KUWAIT: Bored of your regular lazy cat or your sweet little dog? How about making things interesting with a cheetah or a tiger, lazing around with you in your living room? Breeding wild animals like cheetahs, lions, tigers, or crocodiles is becoming common in Kuwait.
It’s not strange anymore to see a young man driving his car with a cheetah sitting next to him in the front seat. Some use wild animals like big cats or baby monkeys to attract attention from girls. These wild animals are taken out of their natural environment and raised as house pets.
They get used to people who take care of them and feed them, despite being dangerous animals. Wildlife experts think that they should be placed back in their natural habitat instead of creating an artificial environment for them.
Though many people want to keep these animals, not everyone can take care of them. When they realize that it could pose a danger to them or their family, they conveniently abandon them in the desert or sometimes, the animal tends to escape and venture out on its own, much to society’s chagrin.
Recently, Public Authority for Agricultural Affairs and Fish Resources (PAAAFR) found an escaped baby lion. “This lion is popular as its photo was published in the press after being found in the chalets area in Kheiran. PAAAFR brought it to us to keep it quarantined for 21 days and then move it to the zoo because we don’t have enough space to keep it. This small lion is now kept in a cage and I feel sorry for it as it needs special care. Its owner removed its teeth and claws and it can’t tear or chew hard meat. It can only eat soft food and we don’t know what to do with it after 21 days, frankly speaking,” an employee who preferred to stay anonymous admitted at the Kuwait Zoo.
These animals are expensive. “The owner of this lion contacted the zoo and demanded it back as it cost him KD 3,000, but we won’t return it. According to the law, people are not allowed to possess, breed, or trade with wild animals. We don’t receive calls from owners as they are expensive and so they prefer to hide them.
The zoo has limited resources, so we can’t buy them also. The owner of the baby lion claimed that he took it to his chalet, and somebody stole it. The thief couldn’t handle it and abandoned it on the road. The lion is sad about being separated from its mother,” added the employee. The law allows confiscating of wild animals but not from private residences. “PAAAFR has trained staff to deal with wild animals and is responsible for confiscating them in public places.

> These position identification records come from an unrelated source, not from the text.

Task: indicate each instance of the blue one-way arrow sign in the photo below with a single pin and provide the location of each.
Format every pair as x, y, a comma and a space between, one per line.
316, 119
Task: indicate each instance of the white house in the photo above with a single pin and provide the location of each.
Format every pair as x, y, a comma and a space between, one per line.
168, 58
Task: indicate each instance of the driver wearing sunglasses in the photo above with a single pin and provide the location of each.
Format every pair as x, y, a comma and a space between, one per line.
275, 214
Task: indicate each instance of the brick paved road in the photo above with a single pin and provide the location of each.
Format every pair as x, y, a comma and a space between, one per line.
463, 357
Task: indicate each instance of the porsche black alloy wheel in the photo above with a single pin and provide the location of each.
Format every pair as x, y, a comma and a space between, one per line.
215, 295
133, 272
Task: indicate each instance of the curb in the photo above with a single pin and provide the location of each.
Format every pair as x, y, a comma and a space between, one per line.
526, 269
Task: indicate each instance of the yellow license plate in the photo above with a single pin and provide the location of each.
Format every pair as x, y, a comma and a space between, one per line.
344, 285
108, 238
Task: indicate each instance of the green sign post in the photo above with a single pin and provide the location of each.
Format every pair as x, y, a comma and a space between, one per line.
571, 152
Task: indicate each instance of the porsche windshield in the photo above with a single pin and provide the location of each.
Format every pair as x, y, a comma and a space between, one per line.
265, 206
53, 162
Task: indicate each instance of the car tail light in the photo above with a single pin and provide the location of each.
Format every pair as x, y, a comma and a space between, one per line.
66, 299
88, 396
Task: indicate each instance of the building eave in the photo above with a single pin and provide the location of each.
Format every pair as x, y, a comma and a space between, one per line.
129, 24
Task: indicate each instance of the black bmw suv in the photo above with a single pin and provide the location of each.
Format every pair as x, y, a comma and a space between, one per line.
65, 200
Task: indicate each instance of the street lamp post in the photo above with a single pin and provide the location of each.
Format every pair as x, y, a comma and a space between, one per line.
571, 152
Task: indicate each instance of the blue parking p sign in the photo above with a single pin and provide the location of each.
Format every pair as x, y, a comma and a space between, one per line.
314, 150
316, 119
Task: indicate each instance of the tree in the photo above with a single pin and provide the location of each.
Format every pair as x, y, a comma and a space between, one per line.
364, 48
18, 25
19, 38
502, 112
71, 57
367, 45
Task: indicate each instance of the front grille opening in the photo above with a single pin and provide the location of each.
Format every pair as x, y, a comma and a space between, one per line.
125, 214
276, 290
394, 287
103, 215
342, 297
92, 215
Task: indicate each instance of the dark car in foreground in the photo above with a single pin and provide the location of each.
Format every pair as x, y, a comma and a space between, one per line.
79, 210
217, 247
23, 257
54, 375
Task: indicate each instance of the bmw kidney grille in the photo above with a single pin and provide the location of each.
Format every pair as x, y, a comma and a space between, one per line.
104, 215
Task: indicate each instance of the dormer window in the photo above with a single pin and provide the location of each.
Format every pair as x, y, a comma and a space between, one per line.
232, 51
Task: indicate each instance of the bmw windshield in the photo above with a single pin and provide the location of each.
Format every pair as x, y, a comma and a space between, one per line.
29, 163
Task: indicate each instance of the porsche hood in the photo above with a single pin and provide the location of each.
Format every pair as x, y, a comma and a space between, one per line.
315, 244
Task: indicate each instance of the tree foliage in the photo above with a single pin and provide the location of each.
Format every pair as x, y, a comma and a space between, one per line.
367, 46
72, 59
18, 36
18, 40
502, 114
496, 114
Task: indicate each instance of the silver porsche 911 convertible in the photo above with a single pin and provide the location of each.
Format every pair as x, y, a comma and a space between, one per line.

We can also confiscate them from the animal markets, pens, or farms as these follow PAAAFR. But we are not allowed to enter a house, so in this case we need the help and cooperation of the Ministry of Interior. So if the policemen helped us enter the house or its garden, we can then catch the wild animal.
If the owner of the animal called us to take the animal and transfer it to the zoo, we comply,” said Shakir Awadh, PR at PAAAFR. Colonel Adel Al-Hashash, PR and Moral Guidance Director of the Ministry of Interior assured that the Ministry of Interior is cooperating with PAAAFR. “If we received a statement about a wild animal threatening people, we secure the place, organize the traffic and so on but we don’t catch the animals because it is the responsibility of PAAAFR’s staff. In some emergency cases, the policeman can immediately deal with the animal to avoid any danger or risk,” he pointed out.
Psychiatrist Dr Adnan Al-Shatti said that wild animals will behave as pets at home when they are treated that way but their hunter instincts will kick in when they’re hungry. “Wild animals feel jealous the same way as other domestic animals or humans and they seek attention. If a child was already in the house before it came along, it will accept him but if the child came later, it will become jealous and hostile. The wild animals don’t attack animals of the same kind, but they have a tendency to attack other animals, and they may consider humans as animals and attack them when they’re hungry.
If a child is attacked by an animal, it will suffer psychiatric trauma for the rest of his life even if the physical injuries heal,” he explained. Attorney Saleh Al-Huseini spoke about the responsibility of animals’ breeders. “According to Article No. 243 of the Civil Law, the breeders are responsible for taking care of their animals and also for the damage these animals cause. So in case the animal injures a person, the owner should compensate for the injured person and is responsible for his welfare,” he stated.